For a change, I happened to be in Delhi the entire months of July and August, 2008 and took an additional responsibility of telling my six-year-old daughter a story every day. Within a week I had exhausted my supply of stories that would interest a six year old. Then I began creating my own new story each day. I noticed that all my stories had the same pattern and patter – the super Hero facing challenges, winning and returning to the village. It reminded me of a book Hero with Many Faces by Joseph Campbell which I read way back. Campbell explained the Hero Myth in this book. A myth is a universal story experienced by everyone in every culture. Campbell said that the Hero Myth always began with a man just living his humdrum life. Suddenly and unexpectedly, either by chance or by choice, man is either pulled out of his ordinary life or chooses to leave his ordinary life to launch into a great adventure, whose outcome is unknown at the beginning.
The Hero journey goes through several specified stages. First, there is the ordinary life of the Hero that changes when something triggers his journey to the unknown. This is his call for adventure forcing him to leave the known, comfortable life behind and move to the unknown, difficult future that might also offer great rewards. There could also be a wise man or a mentor at this stage advising and preparing the Hero for the journey. This mentor could come also as a teacher who gives him instructions in the new skills he will need to learn to successfully achieve his goal.
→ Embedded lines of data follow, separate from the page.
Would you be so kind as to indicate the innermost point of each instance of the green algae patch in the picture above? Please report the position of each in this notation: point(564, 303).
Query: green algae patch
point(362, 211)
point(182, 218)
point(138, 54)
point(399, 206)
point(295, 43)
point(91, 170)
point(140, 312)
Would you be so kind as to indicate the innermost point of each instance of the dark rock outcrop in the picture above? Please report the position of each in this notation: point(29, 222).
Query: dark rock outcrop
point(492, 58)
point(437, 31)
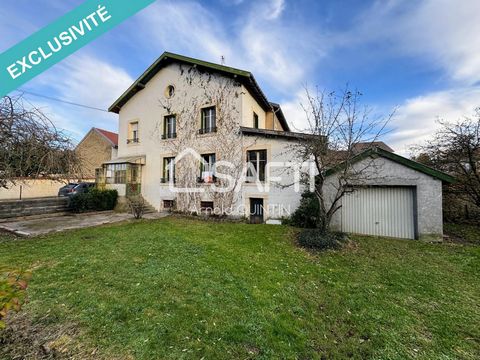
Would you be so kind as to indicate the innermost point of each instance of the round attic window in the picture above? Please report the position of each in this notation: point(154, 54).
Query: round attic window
point(169, 91)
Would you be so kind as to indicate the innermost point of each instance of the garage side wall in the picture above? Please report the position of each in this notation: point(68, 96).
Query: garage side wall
point(384, 172)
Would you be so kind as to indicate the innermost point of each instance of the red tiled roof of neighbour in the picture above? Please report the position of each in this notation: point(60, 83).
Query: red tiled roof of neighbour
point(113, 137)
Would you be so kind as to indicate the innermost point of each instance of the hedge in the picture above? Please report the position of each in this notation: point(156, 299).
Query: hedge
point(94, 200)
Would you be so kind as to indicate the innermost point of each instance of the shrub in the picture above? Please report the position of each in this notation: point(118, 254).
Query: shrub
point(94, 200)
point(137, 206)
point(306, 215)
point(318, 240)
point(12, 293)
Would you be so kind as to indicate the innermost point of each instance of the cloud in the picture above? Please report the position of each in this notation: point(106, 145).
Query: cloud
point(83, 79)
point(270, 50)
point(441, 32)
point(275, 9)
point(415, 120)
point(186, 27)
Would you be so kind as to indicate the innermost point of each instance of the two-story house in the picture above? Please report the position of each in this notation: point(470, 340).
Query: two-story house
point(201, 137)
point(181, 120)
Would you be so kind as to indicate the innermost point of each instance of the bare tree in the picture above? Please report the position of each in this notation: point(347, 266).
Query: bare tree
point(455, 149)
point(197, 89)
point(31, 146)
point(337, 122)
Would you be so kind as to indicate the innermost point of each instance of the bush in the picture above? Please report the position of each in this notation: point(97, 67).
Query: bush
point(306, 215)
point(137, 206)
point(94, 200)
point(318, 240)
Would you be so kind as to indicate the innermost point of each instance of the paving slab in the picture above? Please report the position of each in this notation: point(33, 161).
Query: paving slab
point(45, 225)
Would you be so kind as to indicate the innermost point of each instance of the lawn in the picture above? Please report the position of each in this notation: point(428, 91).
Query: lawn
point(178, 288)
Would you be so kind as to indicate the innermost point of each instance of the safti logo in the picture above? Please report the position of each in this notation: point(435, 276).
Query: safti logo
point(60, 39)
point(277, 174)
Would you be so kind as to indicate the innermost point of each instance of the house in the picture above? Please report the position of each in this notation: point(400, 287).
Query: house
point(186, 126)
point(96, 147)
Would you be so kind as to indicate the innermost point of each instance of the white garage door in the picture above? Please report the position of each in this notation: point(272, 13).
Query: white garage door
point(381, 211)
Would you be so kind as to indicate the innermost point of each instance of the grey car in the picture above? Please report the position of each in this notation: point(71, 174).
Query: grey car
point(81, 188)
point(67, 189)
point(75, 188)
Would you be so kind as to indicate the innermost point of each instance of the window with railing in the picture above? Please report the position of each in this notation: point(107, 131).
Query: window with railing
point(116, 174)
point(209, 120)
point(168, 170)
point(206, 207)
point(133, 133)
point(257, 161)
point(169, 127)
point(207, 169)
point(255, 120)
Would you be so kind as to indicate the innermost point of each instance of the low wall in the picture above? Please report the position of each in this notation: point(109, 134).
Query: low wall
point(32, 189)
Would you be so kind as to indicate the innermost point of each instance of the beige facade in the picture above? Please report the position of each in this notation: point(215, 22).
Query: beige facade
point(148, 108)
point(94, 149)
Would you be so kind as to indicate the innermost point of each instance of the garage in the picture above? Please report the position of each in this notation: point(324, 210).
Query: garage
point(388, 195)
point(380, 211)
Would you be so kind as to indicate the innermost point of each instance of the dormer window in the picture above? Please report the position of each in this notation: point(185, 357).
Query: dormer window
point(169, 91)
point(207, 169)
point(133, 133)
point(209, 121)
point(169, 127)
point(255, 120)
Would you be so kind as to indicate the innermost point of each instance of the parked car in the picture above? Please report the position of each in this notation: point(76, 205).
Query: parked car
point(67, 189)
point(75, 189)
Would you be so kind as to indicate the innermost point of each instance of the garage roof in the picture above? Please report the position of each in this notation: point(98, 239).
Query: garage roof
point(398, 159)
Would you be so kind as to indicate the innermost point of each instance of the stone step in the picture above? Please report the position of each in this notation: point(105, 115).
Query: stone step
point(28, 207)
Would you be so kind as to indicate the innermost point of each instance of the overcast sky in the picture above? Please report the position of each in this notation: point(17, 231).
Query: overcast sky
point(421, 57)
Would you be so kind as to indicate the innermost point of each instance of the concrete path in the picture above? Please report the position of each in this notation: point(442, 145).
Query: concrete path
point(45, 225)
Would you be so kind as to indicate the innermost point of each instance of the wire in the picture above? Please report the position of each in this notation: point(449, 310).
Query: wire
point(62, 101)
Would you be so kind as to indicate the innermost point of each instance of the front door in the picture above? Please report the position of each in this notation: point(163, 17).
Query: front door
point(256, 211)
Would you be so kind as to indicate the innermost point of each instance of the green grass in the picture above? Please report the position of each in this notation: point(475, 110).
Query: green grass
point(463, 233)
point(177, 288)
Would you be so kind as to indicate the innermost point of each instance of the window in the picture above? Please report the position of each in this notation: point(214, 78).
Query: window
point(257, 160)
point(207, 168)
point(168, 204)
point(132, 133)
point(116, 174)
point(206, 206)
point(169, 91)
point(169, 127)
point(255, 120)
point(168, 169)
point(209, 123)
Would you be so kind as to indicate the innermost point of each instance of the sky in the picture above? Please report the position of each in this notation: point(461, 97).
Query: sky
point(420, 58)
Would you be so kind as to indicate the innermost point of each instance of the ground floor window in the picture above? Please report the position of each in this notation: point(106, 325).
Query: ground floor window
point(207, 168)
point(168, 169)
point(116, 174)
point(257, 161)
point(206, 207)
point(168, 204)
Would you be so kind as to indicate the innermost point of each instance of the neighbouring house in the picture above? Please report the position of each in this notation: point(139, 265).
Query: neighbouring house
point(96, 147)
point(184, 118)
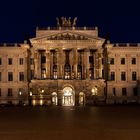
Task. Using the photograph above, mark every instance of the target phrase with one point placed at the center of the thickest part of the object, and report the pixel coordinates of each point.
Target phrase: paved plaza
(70, 123)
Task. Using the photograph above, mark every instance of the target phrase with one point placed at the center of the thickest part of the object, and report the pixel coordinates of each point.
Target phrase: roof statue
(66, 22)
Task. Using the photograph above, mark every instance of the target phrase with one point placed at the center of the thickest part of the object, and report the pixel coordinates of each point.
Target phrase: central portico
(67, 65)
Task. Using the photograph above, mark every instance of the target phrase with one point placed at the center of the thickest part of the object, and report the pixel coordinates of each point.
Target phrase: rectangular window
(124, 92)
(0, 61)
(21, 76)
(32, 74)
(10, 92)
(133, 61)
(91, 59)
(32, 61)
(10, 76)
(102, 61)
(112, 61)
(43, 73)
(135, 91)
(114, 91)
(134, 76)
(21, 61)
(112, 76)
(10, 61)
(123, 76)
(0, 76)
(43, 59)
(122, 61)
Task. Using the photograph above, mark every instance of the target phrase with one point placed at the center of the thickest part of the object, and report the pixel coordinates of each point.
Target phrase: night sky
(117, 19)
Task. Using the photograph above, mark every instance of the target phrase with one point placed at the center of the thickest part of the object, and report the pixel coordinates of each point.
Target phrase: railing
(9, 45)
(127, 45)
(66, 28)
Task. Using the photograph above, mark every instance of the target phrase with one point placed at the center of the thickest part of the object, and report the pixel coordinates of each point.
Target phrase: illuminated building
(68, 65)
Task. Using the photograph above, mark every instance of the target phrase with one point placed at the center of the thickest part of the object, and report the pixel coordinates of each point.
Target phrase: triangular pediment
(67, 35)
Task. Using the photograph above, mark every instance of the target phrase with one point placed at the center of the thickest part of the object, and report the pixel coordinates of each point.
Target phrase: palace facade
(69, 65)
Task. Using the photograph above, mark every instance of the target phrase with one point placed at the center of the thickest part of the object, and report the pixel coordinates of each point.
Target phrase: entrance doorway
(68, 97)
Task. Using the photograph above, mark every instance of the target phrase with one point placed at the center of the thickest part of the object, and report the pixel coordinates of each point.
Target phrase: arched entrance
(68, 98)
(81, 98)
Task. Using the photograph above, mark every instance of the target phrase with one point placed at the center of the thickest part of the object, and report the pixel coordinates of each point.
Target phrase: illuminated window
(32, 61)
(10, 61)
(81, 98)
(112, 61)
(55, 72)
(21, 76)
(79, 72)
(21, 61)
(43, 73)
(10, 76)
(10, 92)
(123, 76)
(32, 74)
(94, 91)
(0, 76)
(43, 59)
(114, 91)
(112, 76)
(124, 91)
(134, 76)
(122, 61)
(90, 59)
(67, 71)
(54, 98)
(0, 61)
(91, 73)
(135, 91)
(133, 61)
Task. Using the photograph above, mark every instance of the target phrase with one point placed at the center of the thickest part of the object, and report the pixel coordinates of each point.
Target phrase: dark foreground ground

In many cultures and stories the Hero may also have to fight an animal from water. Usually, water represents the unconscious mind and the creatures below the water are the personification of different fears we all have in our unconscious mind. Then comes the final fight of the Hero which is the most difficult one among all the obstacles he faced till now. Finally the battle is won and the whole journey has now transformed an ordinary person into an extraordinary one.
The Hero archetype in literature and cinema is pervasive. Rajinikanth, Amitabh Bachchan, Kamal Hassan and James Bond are some examples. Look at the movie Matrix and see how it is following the steps of the Hero Myth. Watch the Rajinikanth movie Shivaji to see the pattern of the Hero Myth. The fact that most of the popular movies are made in the same formula and pattern shows the power of this archetype deep within each one of us.
How could we then use the power of this universal myth to awaken the Hero, the leader within us? When we take a closer look at different stages of the Hero Myth, we could plot ourselves at various places of the journey. Remember the first stage is the routine, boring, mundane life and the next is a call to do something different, bigger where you will have to stretch and fight the unknown. Are you here, in this stage now? What is stopping you from starting the journey? What happens to individuals before they cross their Rubicon? Are you on a stage where you are fighting challenges and obstacles? What are the resources and mental states that would allow you to cope with this stage of constant challenge? What would be some of the unconscious fears that you need to tackle at this stage?
By being aware of the journey and the steps, we could look for resources and support that we need to move step by step in our leadership and transformational journey. At certain stage we need a wise man to tell us what to do and at another stage we need to fight our inner fear.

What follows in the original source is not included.